Invece in Italia, non è stata effettuata una campagna informativa per far conoscere alla popolazione interessata il Rem e come richiederlo. La campagna di comunicazione avrebbe dovuto essere massiccia e costruita con particolare attenzione al profilo della popolazione target. E quella realizzata in extremis, negli ultimi dieci giorni dei settanta utili per richiedere il primo Rem, e non riproposta in seguito, non può essere considerata tale.
La mancanza di uno sforzo informativo si è saldata con la confusione creata dalla molteplicità di prestazioni anti-crisi erogate, dai confini non sempre chiari, che ha reso ulteriormente difficile comprendere a chi fosse rivolto il Rem.
Anche la contemporanea esistenza di due misure contro la povertà, il reddito di cittadinanza e il Rem non ha aiutato le persone a orientarsi. Nella nostra proposta, invece, il Rem era denominato “reddito di cittadinanza per l’emergenza” perché – nella sua fase di vigenza – avrebbe dovuto sostituire il Rdc per i nuovi richiedenti. Così, chi già riceveva il Rdc avrebbe continuato a farlo, mentre le nuove domande di sostegno contro la povertà avrebbero potuto indirizzarsi esclusivamente al Rem, che era pensato come una prestazione per ampliare – in via eccezionale e temporanea – l’utenza del Rdc, con modalità di richiesta particolarmente semplici.
La complessità delle procedure
Nella domanda, le informazioni auto-dichiarate sul reddito e patrimonio (poi verificate dall’Inps) dovevano essere accompagnate da un Isee valido. Predisporlo, però, non è un’operazione semplice, in particolare se si hanno con bassi tassi d’istruzione. Bisogna, infatti, raccogliere un’ampia gamma d’informazioni e certificazioni sulle proprie condizioni economiche e trasferirle in un’apposita modulistica. Le peculiarità del periodo di pandemia avrebbero sconsigliato l’utilizzo dell’indicatore.
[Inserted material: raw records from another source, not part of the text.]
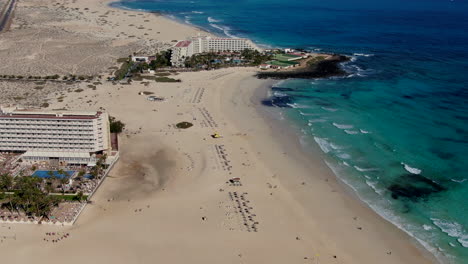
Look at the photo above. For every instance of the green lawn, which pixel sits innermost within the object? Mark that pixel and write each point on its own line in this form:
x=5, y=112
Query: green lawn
x=285, y=57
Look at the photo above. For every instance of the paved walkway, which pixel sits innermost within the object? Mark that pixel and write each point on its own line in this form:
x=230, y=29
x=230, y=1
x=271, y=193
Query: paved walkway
x=5, y=16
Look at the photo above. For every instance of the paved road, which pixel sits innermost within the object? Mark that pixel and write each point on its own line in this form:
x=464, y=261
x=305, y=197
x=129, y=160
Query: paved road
x=5, y=17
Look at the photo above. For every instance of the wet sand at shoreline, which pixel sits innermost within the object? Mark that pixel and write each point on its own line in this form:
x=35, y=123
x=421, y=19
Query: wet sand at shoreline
x=169, y=199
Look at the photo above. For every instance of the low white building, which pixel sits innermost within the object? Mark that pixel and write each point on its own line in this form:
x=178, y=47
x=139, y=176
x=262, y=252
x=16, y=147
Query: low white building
x=56, y=137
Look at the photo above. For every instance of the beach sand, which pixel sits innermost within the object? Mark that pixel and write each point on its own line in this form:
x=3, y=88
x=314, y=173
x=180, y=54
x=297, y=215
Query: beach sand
x=168, y=199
Peraltro, si è chiesto l’Isee ma – nei fatti – non si è previsto d’impiegarlo per selezionare l’utenza. Infatti, il valore stabilito come soglia di accesso (15 mila euro) è estremamente elevato per una misura di questo genere; basti ricordare che il 72 per cento di tutti gli Isee compilati in Italia, in prevalenza non per misure rivolte ai poveri, è più basso.
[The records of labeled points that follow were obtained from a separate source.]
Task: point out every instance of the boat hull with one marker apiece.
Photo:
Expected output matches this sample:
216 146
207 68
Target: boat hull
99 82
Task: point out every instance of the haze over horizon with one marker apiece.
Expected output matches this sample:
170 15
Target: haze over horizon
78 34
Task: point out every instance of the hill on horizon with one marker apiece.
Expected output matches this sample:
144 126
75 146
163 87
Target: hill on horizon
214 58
Non a caso, solo il 2,6 per cento delle domande presentate è stato respinto per un valore Isee superiore. Ma se le informazioni raccolte attraverso l’Isee non erano utilizzabili per determinare l’accesso al Rem, non è chiaro a cosa servissero.
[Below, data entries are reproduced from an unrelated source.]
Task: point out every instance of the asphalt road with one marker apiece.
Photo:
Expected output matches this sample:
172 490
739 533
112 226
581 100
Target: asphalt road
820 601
La complessità delle procedure, dunque, ha scoraggiato molte famiglie dal presentare la domanda di Rem. Altre domande, invece, non sono state considerate perché prive di un Isee valido, come segnalato da Inps.
Altre prestazioni di sostegno al reddito introdotte a seguito del Covid-19 (ad esempio, destinate ai lavoratori autonomi e a quelli domestici) erano più semplici da richiedere. In altre parole, solo nella misura rivolta a chi si trova in maggiori difficoltà sono state previste simili barriere all’accesso.
Ora voltare pagina
La stagione delle misure straordinarie contro la povertà dovrebbe essere archiviata con il 2020. Gravi debolezze caratterizzano non solo il Rem, ma anche l’altro sostegno emergenziale finanziato dallo stato, i buoni alimentari gestiti dai comuni, previsti in aprile (quando il primo ancora non esisteva) e recentemente riproposti. Ogni comune ha infatti criteri di accesso differenti, sovente con forte discrezionalità, impedendo così l’uguaglianza tra le diverse aree del paese.
Con il 2021 non scompariranno però i destinatari di queste prestazioni, cioè le nuove fasce di povertà emerse con la pandemia. È necessario, dunque, modificare lo strumento ordinario di sostegno – il reddito di cittadinanza – affinché riesca a coprire anche la nuova povertà. Una ragione di più per un’urgente riforma del reddito di cittadinanza, che si aggiunge alla necessità di agire sulle sue criticità, ormai piuttosto chiare.